Er war mit seinem Kopf direkt über ihrem. Fest schaute er ihr in die Augen und sprach mit eindringlicher und fester Stimme. Hermine erkannte, das er seine übliche Maske nicht auf hatte. Das alles war zu viel für sie. Sie verstand nichts mehr. Doch trotz der Verständnislosigkeit, nickte sie. Was aber völlig unerwatet kam, war dass Snape ihr dann aufmunternd zu lächelte. Es bedeutete soetwas wie:
Du wirst das schon schaffen!
Von der einen Sekunde zur anderen war Snape aufgestanden und schaute Hermine dabei zu, wie sie es ihm gleich tat. Von weiter Ferne waren Schritte zu hören.
"Du musst jetzt gehen! Schnell!" Sagte Snape nun etwas lauter.
Hermine rannte erneut los, allerdings diesmal in die andere Richtung. Ein Fuß vor den anderen setzte sie auf das raschelnde Laub. Völlig Gedakenlos setzte sie ihren Weg fort, bis sie helle Lichtblitze und laute Stimmen hinter sich hörrte.
Snape!
Aprubt blieb sie stehen und lauschte den Flüchen, die weit hinter ihr abgefeuert wurden. Die meisten kannte sie, doch manche waren völlig neu. Sie wollte sich nicht vorstellen, was diese Flüche alles bewirken könnten. Ein Lauter Schrei einer Männerstimme liesen Hermine usammen schrecken.
Soll ich zurück gehen und ihm helfen? Ist ihm was passiert? Nein ich muss Harry helfen. Er hat mich dafür beauftragt. Ihm wird es schon gut gehen!
Auf dem ganzen Weg bis zur Schule, wiederholte sie dies in ihrem Kopf.
Ihm geht es gut! Ihm geht es gut!
Doch dann konzentrierte sie sich wieder auf ihren besten Feund und den Kampf, der gerade vor ihren Augen stad fand.
Ich muss helfen!
War das einzigste das sie noch dachte, bis sie ihren Kopf ausschaltete und sich in die Menge mischte,um mit zu kämpfen.
Plötzlich wurde es alles schwarz und Hermin merkte, wie sie langsam wieder in die realität zurück fand. Sie schlug die Augen auf und nahm als erstes war, dass es draußen noch Nacht war. Im Kamin brannte ein Feuer und ihr gegenüber, sie beobachtend, saß Snape.
Hermine richtete sich auf und setzte sich im Schneidersitz hin. In dem Kopf des Mädchens ging es gerade drunter und drüber. Fagen über Fragen hatten sich gebildet. Doch so wie es schien konnte keine beantwortet werden.
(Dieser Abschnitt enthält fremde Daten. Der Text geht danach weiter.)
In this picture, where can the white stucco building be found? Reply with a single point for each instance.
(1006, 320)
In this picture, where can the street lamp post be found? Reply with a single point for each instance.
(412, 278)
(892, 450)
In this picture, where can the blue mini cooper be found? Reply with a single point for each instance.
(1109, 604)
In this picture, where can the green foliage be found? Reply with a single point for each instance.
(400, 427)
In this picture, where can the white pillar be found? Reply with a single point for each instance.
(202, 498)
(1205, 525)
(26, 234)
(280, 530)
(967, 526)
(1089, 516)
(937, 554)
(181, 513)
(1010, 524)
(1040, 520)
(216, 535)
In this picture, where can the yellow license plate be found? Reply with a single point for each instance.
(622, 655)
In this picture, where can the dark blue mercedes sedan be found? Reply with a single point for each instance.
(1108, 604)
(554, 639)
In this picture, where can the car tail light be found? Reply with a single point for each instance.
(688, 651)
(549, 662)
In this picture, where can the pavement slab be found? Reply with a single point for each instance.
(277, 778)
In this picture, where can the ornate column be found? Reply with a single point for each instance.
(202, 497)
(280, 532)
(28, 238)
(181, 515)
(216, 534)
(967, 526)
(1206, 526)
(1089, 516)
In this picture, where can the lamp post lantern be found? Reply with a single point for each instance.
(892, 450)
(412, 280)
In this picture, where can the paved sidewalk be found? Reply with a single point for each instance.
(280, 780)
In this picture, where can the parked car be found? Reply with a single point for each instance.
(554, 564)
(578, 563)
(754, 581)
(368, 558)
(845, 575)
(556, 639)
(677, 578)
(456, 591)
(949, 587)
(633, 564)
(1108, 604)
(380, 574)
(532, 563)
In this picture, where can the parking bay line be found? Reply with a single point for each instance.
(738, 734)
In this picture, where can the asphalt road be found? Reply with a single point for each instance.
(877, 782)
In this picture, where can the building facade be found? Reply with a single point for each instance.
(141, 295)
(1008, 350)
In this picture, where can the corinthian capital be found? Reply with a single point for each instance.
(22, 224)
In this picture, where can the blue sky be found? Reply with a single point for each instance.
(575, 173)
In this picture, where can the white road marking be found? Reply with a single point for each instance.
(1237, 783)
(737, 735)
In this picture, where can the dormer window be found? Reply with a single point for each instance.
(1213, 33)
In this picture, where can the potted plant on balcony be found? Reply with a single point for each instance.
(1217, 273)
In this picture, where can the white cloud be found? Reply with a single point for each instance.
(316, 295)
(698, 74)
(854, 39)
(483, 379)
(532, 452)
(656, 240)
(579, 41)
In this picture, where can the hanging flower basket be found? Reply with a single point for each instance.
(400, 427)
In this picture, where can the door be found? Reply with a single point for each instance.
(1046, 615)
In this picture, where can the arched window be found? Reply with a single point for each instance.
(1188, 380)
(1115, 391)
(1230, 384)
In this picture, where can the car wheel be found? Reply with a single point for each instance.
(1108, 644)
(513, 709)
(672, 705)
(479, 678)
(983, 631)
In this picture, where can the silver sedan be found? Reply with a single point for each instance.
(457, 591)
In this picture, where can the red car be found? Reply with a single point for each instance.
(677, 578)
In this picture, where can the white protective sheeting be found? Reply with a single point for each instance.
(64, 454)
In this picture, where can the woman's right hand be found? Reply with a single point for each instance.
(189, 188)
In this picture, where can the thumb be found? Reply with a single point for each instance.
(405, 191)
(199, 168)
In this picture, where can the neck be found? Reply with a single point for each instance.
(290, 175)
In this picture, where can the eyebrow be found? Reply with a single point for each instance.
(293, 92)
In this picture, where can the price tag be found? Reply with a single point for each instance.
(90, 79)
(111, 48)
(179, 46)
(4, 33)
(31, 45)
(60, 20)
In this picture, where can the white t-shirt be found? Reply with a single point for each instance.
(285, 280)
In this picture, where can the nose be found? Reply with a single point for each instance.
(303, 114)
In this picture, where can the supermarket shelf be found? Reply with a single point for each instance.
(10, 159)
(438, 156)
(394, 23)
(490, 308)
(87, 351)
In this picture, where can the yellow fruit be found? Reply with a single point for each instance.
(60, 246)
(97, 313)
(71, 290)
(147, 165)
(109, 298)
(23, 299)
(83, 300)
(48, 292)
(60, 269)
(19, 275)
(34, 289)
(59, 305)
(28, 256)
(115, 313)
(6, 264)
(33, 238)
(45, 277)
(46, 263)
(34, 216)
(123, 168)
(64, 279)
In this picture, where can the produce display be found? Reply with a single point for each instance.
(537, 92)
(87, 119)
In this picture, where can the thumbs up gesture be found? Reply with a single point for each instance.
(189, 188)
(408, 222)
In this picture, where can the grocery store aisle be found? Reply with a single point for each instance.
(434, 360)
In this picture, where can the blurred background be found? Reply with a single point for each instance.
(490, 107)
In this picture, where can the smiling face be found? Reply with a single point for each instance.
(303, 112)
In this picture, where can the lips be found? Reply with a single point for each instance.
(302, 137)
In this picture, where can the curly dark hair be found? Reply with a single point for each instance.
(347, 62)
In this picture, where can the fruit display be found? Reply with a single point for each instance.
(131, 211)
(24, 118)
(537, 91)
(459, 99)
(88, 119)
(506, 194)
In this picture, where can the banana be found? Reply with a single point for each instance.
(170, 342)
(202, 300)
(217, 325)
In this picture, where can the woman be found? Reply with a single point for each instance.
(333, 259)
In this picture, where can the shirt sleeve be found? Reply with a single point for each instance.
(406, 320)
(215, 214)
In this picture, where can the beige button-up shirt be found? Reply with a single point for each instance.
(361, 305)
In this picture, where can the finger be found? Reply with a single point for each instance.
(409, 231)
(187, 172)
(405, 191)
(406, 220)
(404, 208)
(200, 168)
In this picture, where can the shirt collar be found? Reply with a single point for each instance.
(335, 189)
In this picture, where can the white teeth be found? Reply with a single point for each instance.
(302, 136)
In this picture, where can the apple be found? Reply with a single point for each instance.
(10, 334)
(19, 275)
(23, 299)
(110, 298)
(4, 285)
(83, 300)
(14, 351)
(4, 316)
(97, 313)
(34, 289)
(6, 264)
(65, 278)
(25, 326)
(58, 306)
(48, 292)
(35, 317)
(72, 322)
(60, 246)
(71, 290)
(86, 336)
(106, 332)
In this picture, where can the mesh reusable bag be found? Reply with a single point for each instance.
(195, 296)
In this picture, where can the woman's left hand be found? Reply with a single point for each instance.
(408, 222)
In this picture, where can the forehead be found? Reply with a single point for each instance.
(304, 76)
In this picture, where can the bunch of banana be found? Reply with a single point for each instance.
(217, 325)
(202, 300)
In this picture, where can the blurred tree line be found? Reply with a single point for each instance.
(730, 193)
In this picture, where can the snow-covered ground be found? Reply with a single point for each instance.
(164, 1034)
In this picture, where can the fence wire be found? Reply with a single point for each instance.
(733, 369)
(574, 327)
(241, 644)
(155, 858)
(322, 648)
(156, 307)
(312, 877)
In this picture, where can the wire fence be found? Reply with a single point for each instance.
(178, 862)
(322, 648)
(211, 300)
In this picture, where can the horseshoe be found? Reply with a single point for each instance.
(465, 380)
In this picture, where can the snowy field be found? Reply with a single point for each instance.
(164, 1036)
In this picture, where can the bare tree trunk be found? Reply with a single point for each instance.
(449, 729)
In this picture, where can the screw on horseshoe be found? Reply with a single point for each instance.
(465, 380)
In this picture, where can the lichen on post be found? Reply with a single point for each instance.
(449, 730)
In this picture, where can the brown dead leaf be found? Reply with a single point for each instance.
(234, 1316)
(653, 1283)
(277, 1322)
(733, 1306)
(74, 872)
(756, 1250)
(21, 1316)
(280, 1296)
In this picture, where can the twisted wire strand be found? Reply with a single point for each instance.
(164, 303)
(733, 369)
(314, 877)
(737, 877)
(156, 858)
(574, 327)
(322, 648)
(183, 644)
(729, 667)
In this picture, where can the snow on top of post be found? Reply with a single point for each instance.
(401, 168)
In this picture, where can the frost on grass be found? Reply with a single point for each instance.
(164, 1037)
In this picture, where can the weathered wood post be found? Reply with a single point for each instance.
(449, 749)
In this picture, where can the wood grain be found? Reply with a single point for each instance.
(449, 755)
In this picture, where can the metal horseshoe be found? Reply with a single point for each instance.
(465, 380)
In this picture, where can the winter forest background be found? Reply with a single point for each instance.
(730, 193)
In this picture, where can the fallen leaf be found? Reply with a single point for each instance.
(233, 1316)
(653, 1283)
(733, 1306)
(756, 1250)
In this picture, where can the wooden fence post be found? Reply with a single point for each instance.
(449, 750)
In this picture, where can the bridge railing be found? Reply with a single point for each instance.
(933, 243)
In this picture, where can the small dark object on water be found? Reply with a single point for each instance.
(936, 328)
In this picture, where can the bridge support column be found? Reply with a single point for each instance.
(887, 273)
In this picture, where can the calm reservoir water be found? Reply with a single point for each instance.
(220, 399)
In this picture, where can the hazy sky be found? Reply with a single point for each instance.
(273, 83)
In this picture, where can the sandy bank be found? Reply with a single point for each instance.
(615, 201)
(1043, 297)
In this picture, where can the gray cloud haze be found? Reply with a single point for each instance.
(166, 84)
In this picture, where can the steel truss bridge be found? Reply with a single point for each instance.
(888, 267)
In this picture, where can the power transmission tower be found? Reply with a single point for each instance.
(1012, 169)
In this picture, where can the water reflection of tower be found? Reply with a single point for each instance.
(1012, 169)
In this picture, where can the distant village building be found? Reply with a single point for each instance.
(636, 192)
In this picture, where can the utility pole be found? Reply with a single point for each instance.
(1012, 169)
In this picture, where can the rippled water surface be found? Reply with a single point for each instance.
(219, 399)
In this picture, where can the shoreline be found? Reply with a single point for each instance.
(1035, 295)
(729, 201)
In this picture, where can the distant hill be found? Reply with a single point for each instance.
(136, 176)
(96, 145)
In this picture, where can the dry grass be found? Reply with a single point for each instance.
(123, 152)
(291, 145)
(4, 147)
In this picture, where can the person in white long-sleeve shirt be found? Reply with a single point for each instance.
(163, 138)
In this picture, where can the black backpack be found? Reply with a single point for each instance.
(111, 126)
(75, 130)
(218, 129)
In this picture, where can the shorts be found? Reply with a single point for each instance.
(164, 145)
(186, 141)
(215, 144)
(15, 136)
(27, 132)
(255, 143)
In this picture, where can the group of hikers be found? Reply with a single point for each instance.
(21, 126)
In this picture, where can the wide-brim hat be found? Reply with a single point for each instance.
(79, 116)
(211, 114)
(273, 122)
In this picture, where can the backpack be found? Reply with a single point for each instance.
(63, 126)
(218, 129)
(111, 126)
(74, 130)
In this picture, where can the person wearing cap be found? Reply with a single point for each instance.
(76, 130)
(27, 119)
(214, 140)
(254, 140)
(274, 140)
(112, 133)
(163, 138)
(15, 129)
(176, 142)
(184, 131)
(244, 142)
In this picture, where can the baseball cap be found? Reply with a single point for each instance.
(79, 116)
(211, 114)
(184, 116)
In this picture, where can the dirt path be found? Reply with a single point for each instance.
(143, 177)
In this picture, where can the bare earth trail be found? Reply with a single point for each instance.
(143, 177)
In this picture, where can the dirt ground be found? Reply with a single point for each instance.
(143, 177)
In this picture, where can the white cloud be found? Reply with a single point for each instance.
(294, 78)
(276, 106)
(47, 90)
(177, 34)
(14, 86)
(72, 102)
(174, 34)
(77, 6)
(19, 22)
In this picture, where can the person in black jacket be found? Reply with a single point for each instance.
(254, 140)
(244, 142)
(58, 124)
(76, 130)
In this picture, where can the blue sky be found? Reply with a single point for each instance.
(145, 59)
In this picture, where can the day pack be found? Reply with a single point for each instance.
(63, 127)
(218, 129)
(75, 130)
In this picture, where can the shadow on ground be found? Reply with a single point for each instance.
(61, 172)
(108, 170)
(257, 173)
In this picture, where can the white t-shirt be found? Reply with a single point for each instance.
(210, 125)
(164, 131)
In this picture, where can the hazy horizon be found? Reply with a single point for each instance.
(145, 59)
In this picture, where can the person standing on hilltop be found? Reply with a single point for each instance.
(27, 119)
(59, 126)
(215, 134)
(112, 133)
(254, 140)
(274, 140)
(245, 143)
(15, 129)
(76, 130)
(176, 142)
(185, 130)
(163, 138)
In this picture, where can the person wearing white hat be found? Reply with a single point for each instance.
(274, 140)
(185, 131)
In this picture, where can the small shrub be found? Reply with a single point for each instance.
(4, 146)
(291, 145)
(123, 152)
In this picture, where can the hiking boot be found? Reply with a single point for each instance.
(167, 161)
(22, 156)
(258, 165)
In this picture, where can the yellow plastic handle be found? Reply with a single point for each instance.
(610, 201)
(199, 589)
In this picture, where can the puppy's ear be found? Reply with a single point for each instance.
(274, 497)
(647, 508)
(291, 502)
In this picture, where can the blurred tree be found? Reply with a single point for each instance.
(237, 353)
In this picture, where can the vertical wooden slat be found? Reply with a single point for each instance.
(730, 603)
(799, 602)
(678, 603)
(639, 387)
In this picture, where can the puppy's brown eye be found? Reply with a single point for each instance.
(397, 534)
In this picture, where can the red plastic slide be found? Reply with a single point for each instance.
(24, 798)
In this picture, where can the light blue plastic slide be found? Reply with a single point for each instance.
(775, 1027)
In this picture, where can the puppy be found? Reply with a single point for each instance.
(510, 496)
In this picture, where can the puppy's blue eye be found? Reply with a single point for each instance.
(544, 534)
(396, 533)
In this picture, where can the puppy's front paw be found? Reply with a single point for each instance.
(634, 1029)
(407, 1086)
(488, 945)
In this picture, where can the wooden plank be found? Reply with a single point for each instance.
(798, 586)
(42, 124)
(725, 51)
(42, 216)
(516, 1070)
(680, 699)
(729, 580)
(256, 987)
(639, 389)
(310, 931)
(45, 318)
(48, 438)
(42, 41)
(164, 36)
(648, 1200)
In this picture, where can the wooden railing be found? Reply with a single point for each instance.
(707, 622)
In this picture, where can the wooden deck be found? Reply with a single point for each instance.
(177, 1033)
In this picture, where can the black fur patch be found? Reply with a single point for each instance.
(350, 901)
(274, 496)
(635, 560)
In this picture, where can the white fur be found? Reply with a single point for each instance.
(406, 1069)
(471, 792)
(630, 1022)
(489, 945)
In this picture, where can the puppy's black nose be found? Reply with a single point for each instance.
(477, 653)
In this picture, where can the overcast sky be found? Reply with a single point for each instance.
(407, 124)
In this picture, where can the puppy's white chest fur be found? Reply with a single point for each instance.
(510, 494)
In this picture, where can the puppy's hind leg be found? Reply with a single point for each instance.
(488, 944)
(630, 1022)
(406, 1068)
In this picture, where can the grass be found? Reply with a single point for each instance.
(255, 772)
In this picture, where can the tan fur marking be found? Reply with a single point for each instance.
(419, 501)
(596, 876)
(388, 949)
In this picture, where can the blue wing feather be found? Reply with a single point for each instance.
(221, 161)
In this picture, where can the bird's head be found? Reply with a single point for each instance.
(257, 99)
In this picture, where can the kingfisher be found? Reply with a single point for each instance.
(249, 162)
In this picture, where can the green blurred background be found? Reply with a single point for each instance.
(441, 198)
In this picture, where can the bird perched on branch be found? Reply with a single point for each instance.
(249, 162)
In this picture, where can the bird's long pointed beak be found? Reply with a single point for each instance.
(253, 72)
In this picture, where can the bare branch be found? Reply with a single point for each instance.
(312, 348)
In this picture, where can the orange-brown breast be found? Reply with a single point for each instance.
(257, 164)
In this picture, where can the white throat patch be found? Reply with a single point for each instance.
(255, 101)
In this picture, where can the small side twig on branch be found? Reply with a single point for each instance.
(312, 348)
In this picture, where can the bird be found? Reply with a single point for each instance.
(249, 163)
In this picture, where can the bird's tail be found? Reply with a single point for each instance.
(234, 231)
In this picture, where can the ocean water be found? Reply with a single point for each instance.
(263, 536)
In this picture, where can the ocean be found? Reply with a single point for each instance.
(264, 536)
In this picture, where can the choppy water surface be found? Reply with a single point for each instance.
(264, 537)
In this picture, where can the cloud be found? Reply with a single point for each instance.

Was ist mit diesem Mann, der immer mehr Fragen in meinem Kopf aufwirft?
"Der Trank hat gewirkt."
Verwirrt schaute sie ihn an und brauchte erst ein paar Minuten, bis sie begriff, was er meinte.
"Woher wissen sie das?"
"Sie sind schon mitten in der Nacht aufgewacht, obwohl sie noch bis mittags hätten schlafen müssen, wenn der Trank nicht funktioniert hätte."
"Ohh!" War das einzigste was Hermine zusatande brachte. Noch immer konnte sie ihre Gedanken nicht klar ordnen.
Eine lange Zeit der Stille folgte, in denen jeder seinen Gednken nachging. Die Stille war nicht unangenehm. Als Hermine ihre Fragen fast geordnet hatte und ein Muster gefunden hatte, wurde sie erneut von Snape unterbrochen.
"Sie haben vom Krieg geträumt." Stellte er trocken fest.
"Woher...?"
Wie kann er das wissen?
"Sie haben im Schlaf geredet."
"Ohh." War erneut ihre Antwort.
Was hatt er alles mitbekommen? Habe ich etwas gesagt, was er eigentlich nicht wissen sollte?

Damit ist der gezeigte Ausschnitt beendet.